1862 - 1944
Maria Eaton was born in Macclesfield, Cheshire, in 1862, the youngest of six children of Edward Eaton, a drysalter (purveyor of dry chemicals and dyes), and his wife Ellen (née McDonnell). She was baptized on June 4, 1862, and grew up at Upton Cottage, Upton, near Macclesfield. By 1881, the family had moved to Lower Beech House, Tytherington. She received some artistic training at the South Kensington Schools, where she was awarded a medal of excellence, though details of her education are limited.
Eaton immigrated to Canada in the early 1880s and became established as an artist while living in Montreal. She began exhibiting at the Art Association of Montreal in 1889. She returned to England by early 1891 and set up a practice at Mr. Head's bookshop in Congleton, Cheshire, where she held exhibitions and gave classes in painting and drawing. By 1901, she was based at Burlington House, Manchester, describing herself in the census as an "artist photographer." She painted portrait miniatures, including works of Sir Alfred Hopkinson and Edwin Waugh, showing the latter at the Royal Academy in 1904 as her first exhibit there.
In 1906, Eaton moved to London, living at various addresses including College Road, Haverstock Hill, Adelaide Road, South Hampstead, and High Holborn. In 1912, she held a solo exhibition of watercolors of Badminton House at Frost & Reed in Bristol. In 1913, at age 51, she married architect and artist Ernest Llewellyn Hampshire, who was twenty years her junior. After her marriage, she began signing her work "Maria Hampshire Eaton" rather than "Maria Eaton." The couple lived at various London addresses and spent summers on the Isle of Man to paint.

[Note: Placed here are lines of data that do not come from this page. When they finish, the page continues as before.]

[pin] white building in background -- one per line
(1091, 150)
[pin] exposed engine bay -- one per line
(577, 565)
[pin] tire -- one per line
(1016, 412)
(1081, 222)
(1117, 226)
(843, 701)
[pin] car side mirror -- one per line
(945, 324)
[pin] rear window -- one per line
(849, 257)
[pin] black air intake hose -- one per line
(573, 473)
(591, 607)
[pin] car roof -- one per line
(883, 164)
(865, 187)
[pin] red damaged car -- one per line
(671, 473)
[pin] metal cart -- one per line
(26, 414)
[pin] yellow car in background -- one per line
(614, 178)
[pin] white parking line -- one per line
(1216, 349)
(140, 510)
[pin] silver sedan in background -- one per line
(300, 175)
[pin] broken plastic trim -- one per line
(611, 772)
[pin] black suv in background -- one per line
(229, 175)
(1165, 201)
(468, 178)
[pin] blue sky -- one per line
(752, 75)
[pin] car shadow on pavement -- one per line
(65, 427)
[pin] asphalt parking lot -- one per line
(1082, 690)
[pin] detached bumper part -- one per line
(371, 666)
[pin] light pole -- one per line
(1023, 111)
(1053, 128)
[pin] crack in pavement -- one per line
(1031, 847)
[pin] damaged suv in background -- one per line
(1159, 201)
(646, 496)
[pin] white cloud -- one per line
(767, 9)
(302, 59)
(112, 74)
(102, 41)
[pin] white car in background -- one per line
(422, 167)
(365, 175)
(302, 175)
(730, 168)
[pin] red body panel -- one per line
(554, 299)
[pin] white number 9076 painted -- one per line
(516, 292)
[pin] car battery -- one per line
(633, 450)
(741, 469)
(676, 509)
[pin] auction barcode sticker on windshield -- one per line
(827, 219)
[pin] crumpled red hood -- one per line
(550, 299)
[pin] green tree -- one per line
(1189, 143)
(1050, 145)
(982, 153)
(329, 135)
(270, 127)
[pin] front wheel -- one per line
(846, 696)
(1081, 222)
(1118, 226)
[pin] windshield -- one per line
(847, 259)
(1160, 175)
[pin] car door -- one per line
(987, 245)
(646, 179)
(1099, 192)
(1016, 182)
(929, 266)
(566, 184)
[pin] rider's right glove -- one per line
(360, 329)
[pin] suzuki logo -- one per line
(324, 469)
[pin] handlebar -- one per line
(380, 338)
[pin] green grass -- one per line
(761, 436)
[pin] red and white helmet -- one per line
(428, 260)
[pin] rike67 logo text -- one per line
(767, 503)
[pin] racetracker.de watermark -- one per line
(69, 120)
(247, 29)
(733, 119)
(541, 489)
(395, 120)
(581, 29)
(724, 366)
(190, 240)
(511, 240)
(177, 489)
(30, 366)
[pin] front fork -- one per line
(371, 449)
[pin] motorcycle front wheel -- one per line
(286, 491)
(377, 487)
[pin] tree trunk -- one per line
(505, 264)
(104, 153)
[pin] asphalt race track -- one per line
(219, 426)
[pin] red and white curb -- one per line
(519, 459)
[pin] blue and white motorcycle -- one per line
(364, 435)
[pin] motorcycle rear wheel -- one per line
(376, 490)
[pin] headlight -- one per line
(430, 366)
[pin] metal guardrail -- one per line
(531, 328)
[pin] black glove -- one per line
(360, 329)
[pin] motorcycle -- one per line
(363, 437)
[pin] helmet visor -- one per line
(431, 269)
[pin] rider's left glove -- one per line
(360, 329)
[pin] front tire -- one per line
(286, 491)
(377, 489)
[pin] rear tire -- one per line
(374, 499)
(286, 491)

Following her marriage, Eaton shifted her focus from portrait miniatures to floral studies, landscapes, and scenic rural townscapes. She became known for watercolor and gouache miniatures painted on celluloid, depicting rural cottage settings, village scenes, and cityscapes. She painted multiple works at once on larger sheets of celluloid before cutting them into individual pieces for framing. She became a member of the Society of Miniaturists in 1927 and exhibited at venues including the Society of Women Artists, the Salon des Artistes Françaises in Paris, and the Royal Institute of Painters in Water Colours, where Queen Mary purchased her work "Spring Flowers" in 1922. According to labels on her paintings, she sold works to Queen Mary, Queen Alexandra, Queen Maud of Norway, and the Princess Royal. Maria Hampshire Eaton died in 1944 at age 82.